According to several reports in the Arabic media, prominent Muslim clerics have begun to call for the demolition of Egypt’s Great Pyramids—or, in the words of Saudi Sheikh Ali bin Said al-Rabi‘i, those “symbols of paganism,” which Egypt’s Salafi party has long planned to cover with wax. Most recently, Bahrain’s “Sheikh of Sunni Sheikhs” and President of National Unity, Abd al-Latif al-Mahmoud, called on Egypt’s new president, Muhammad Morsi, to “destroy the Pyramids and accomplish what the Sahabi Amr bin al-As could not.”

This is a reference to the Muslim Prophet Muhammad’s companion, Amr bin al-As and his Arabian tribesmen, who invaded and conquered Egypt circa 641. Under al-As and subsequent Muslim rule, many Egyptian antiquities were destroyed as relics of infidelity. While most Western academics argue otherwise, according to early Muslim writers, the great Library of Alexandria itself—deemed a repository of pagan knowledge contradicting the Koran—was destroyed under bin al-As’s reign and in compliance with Caliph Omar’s command.
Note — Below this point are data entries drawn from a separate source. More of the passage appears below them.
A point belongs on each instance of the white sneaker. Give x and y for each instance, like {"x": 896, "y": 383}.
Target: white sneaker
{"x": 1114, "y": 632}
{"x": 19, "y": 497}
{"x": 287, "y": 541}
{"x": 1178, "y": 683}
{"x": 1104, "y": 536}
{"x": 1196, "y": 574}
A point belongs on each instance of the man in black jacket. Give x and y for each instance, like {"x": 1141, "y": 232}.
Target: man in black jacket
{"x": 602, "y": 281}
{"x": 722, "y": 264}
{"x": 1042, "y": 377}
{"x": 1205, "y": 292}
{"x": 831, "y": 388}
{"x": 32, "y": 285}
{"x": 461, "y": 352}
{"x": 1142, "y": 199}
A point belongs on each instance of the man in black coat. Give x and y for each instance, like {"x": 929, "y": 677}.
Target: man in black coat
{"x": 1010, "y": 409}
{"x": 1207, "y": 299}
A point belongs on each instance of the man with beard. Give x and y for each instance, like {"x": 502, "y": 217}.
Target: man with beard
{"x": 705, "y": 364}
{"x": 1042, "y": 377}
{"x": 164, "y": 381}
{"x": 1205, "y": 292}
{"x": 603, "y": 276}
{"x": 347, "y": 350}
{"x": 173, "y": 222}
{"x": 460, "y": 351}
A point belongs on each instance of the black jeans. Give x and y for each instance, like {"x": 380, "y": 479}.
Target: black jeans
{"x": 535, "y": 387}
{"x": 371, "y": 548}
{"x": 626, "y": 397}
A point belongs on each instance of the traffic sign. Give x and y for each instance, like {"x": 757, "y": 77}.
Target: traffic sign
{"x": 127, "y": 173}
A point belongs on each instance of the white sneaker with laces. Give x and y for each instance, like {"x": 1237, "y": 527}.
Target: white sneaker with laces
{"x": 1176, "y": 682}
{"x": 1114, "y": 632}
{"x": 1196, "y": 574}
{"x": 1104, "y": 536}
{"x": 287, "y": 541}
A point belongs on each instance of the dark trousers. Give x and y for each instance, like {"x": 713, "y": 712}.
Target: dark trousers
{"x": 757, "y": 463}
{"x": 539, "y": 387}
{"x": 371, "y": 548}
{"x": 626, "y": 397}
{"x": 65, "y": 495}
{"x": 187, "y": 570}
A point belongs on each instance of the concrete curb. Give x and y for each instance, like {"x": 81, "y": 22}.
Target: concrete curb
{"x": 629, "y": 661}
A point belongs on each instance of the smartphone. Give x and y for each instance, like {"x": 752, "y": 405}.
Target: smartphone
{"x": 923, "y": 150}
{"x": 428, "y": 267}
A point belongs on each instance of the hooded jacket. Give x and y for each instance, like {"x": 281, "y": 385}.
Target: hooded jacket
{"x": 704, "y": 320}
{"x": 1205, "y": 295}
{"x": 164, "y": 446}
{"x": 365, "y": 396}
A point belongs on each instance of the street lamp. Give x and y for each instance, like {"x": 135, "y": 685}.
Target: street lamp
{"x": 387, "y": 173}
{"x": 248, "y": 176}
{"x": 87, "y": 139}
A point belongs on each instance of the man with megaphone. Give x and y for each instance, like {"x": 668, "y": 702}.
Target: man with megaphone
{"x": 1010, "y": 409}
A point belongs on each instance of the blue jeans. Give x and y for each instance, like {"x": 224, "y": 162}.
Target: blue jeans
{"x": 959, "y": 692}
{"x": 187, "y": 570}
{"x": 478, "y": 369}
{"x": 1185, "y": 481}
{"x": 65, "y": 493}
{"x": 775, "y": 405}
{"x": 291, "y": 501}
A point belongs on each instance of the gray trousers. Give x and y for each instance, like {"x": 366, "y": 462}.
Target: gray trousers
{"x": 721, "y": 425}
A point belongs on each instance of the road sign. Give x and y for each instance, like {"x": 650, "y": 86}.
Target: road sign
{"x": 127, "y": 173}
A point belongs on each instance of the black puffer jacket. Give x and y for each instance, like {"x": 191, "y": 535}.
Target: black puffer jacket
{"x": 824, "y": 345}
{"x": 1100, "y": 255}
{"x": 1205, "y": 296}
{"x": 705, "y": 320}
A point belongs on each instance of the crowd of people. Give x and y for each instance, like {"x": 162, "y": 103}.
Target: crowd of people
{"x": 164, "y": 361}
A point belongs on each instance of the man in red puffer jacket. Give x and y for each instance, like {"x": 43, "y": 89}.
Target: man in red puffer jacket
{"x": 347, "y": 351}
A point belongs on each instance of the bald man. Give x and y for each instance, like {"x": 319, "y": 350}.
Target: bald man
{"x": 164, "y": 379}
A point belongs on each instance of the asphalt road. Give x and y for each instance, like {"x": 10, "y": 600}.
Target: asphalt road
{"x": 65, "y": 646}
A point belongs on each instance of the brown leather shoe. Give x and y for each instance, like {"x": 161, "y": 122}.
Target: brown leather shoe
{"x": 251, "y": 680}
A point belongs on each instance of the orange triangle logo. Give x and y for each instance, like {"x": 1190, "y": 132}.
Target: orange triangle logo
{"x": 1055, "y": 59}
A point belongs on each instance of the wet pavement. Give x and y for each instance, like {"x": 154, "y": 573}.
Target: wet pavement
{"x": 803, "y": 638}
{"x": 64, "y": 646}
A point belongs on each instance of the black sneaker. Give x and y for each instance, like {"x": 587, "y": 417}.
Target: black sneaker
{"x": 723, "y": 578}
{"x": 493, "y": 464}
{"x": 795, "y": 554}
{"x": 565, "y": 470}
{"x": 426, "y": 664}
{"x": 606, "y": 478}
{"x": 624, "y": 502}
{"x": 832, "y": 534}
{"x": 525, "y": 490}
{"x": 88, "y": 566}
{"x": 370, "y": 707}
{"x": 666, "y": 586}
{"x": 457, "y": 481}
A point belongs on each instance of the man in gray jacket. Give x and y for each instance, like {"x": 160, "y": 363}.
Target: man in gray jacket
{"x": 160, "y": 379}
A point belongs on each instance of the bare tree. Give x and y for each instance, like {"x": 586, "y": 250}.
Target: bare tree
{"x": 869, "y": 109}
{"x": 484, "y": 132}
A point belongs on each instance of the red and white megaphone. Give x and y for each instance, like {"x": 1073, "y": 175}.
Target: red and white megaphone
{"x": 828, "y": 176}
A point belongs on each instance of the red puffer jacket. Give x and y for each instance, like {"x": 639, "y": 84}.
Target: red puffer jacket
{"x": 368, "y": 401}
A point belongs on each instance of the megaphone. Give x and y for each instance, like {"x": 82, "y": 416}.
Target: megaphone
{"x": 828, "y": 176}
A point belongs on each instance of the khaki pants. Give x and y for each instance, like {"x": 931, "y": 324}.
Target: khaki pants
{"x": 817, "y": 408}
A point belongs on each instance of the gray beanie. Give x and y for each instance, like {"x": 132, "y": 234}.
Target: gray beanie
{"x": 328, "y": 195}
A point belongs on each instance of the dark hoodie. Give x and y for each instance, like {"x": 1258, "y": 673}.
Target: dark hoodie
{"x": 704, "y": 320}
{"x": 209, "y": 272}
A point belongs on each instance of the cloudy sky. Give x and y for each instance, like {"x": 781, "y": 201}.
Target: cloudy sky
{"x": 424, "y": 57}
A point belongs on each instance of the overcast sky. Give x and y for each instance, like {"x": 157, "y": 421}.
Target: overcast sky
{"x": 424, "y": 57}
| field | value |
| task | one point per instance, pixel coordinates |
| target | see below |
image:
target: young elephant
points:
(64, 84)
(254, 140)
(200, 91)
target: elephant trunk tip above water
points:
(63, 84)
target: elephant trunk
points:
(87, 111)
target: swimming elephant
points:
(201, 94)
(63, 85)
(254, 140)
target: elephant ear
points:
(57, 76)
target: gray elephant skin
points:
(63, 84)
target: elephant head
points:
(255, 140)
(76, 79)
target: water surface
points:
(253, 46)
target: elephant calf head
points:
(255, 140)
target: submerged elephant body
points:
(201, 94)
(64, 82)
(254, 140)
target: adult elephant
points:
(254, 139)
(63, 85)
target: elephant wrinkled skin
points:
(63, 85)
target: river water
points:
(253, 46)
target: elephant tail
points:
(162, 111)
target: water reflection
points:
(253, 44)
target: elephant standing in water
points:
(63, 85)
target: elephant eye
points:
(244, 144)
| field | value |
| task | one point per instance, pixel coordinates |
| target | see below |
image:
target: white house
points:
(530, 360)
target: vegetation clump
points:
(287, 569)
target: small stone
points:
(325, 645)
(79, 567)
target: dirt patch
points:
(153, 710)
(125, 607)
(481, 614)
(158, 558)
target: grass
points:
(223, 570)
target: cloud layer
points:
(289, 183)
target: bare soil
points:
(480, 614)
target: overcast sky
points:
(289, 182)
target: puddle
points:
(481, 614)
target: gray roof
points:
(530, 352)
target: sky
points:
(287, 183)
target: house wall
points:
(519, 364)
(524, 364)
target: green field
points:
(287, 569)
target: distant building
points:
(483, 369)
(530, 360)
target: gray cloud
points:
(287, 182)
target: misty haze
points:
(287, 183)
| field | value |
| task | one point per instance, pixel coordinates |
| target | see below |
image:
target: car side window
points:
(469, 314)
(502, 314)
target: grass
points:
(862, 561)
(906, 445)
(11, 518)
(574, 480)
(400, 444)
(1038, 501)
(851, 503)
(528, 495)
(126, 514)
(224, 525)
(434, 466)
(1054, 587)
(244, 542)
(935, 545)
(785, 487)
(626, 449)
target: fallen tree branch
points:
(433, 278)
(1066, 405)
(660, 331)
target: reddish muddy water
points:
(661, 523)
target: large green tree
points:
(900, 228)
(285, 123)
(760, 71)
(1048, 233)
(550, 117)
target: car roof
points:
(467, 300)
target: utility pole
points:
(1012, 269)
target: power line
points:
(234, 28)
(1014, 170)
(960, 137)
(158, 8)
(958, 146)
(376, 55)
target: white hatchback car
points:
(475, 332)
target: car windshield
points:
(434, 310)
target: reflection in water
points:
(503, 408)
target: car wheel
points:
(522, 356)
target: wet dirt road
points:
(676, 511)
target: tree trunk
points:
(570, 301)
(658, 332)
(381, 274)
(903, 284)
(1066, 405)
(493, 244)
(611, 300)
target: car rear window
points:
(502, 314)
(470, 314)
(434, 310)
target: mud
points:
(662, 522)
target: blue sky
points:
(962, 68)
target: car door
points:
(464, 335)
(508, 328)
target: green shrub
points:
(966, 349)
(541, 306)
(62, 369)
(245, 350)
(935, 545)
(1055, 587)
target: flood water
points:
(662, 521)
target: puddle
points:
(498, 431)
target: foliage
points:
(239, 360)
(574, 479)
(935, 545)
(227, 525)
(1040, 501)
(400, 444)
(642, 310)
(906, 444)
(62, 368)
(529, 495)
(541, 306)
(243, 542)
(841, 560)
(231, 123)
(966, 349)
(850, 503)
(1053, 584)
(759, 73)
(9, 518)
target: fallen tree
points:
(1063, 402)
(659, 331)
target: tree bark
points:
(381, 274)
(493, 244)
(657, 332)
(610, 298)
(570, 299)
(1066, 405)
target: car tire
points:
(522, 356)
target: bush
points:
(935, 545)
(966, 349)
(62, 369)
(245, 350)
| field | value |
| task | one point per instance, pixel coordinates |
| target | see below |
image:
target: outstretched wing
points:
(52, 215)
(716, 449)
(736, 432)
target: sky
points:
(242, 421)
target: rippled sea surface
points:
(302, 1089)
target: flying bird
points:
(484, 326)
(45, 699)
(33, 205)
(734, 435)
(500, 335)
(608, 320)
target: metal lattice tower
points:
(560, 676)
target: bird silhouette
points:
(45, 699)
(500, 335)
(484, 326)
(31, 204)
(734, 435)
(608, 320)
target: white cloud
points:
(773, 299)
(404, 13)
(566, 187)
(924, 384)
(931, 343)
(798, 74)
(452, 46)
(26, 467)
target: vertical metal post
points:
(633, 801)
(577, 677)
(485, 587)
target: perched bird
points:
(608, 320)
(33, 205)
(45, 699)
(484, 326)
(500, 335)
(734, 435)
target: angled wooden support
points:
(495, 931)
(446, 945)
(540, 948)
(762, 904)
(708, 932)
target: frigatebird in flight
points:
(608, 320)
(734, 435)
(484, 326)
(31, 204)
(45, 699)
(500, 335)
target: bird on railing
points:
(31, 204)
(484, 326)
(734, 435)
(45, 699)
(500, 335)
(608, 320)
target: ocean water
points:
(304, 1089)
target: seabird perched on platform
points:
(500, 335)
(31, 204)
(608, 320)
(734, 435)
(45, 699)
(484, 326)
However, while book-burning was an easy activity in the 7th century, destroying the mountain-like pyramids and their guardian Sphinx was not—even if Egypt’s Medieval Mamluk rulers “de-nosed” the latter during target practice (though popular legend still attributes it to a Westerner, Napoleon).

Now, however, as Bahrain’s “Sheikh of Sheikhs” observes, and thanks to modern technology, the pyramids can be destroyed. The only question left is whether the Muslim Brotherhood president of Egypt is “pious” enough—if he is willing to complete the Islamization process that started under the hands of Egypt’s first Islamic conqueror.

via Calls to Destroy Egypt’s Great Pyramids Begin | FrontPage Magazine.